A change in VAT rates must be in compliance with EU VAT law. The EU VAT Directive (Council Directive 2006/112/EC) generally provides that supplies of goods and services be chargeable to VAT at the standard rate but that lower rates are permitted in very limited circumstances.  Those circumstances do not extend to exempting flood gates from VAT.

However, homeowners may avail of the Home Renovation Incentive (HRI) in the carrying out of flood prevention works at their home, subject to compliance with the terms of the scheme. The HRI provides for tax relief for homeowners by way of a tax credit at 13.5% of qualifying expenditure incurred on repair, renovation or improvement work carried out on a homeowner's only or main residence.

Qualifying expenditure must cost a minimum of €5,000 (inclusive of VAT) which would attract a credit of €595.  Where the cost of the work exceeds €30,000 (exclusive of VAT) a maximum credit of €4,050 will apply.
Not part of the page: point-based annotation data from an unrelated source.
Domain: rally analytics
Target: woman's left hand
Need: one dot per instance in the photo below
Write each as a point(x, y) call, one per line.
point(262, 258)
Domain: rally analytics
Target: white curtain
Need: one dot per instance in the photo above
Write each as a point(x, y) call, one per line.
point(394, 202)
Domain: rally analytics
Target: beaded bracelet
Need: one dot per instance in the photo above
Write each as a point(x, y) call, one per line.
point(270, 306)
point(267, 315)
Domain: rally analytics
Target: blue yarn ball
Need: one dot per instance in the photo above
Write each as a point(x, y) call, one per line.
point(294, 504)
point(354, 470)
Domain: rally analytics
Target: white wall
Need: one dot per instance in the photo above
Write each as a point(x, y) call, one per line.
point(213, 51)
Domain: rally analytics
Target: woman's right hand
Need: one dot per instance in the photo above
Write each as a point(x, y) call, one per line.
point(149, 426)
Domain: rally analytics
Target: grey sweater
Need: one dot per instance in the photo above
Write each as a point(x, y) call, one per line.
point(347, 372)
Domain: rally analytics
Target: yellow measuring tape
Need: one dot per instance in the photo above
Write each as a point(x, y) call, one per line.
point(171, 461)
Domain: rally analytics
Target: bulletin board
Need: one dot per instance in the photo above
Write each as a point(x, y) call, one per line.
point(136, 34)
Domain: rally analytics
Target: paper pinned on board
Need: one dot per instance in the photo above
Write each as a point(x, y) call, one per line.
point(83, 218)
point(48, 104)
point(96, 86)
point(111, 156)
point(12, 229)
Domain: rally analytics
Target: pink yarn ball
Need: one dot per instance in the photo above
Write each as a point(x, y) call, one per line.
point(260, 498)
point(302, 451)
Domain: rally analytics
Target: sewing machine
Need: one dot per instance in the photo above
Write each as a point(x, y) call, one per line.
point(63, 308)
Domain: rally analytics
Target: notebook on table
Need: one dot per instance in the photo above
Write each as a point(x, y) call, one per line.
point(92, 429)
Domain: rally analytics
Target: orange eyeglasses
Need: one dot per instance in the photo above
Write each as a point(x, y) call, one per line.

The credit is payable over the two years following the year in which the work is carried out.  Works carried out between 25 October 2013 and 31 December 2013 will be considered to have taken place in 2014 for the purposes of awarding the tax credit.

It is worth noting that the minimum threshold does not have to be reached by each contractor where a homeowner engages a number of contractors to carry out different works. So long as the aggregate payments reach the minimum threshold of €5,000 inclusive of VAT, the homeowner will qualify for the credit.

Work must be carried out by a qualifying contractor. If work is grant aided or, if any form of insurance or compensation is received in respect of the work, the amount of relief will be reduced.  The incentive runs to the end of 2015.  However, where planning permission for qualifying works is required and is in place before 31 December 2015, any work carried out between 1 January 2016 and 31 March 2016 will qualify for the relief.

Qualifying expenditure under the incentive is expenditure which is subject to the 13.5% VAT rate.  Expenditure which is subject to the 23% standard VAT rate does not qualify for relief.  Building services consisting of construction, demolition, alteration or reconstruction are liable to VAT at the reduced rate of 13.5% unless the value of goods, such as flood gates, etc., exceeds two-thirds of the total amount charged by the contractor.  Where this happens, the contractor will charge VAT at the standard rate of 23% on the total amount and this total amount is excluded from relief under the incentive.  A contractor may be in a position to invoice separately for materials and labour and, in such circumstances, the labour amount, that is chargeable at 13.5%, can come within the HRI relief.  This practice is acceptable provided the split between materials and labour is realistic and is not done to avoid VAT.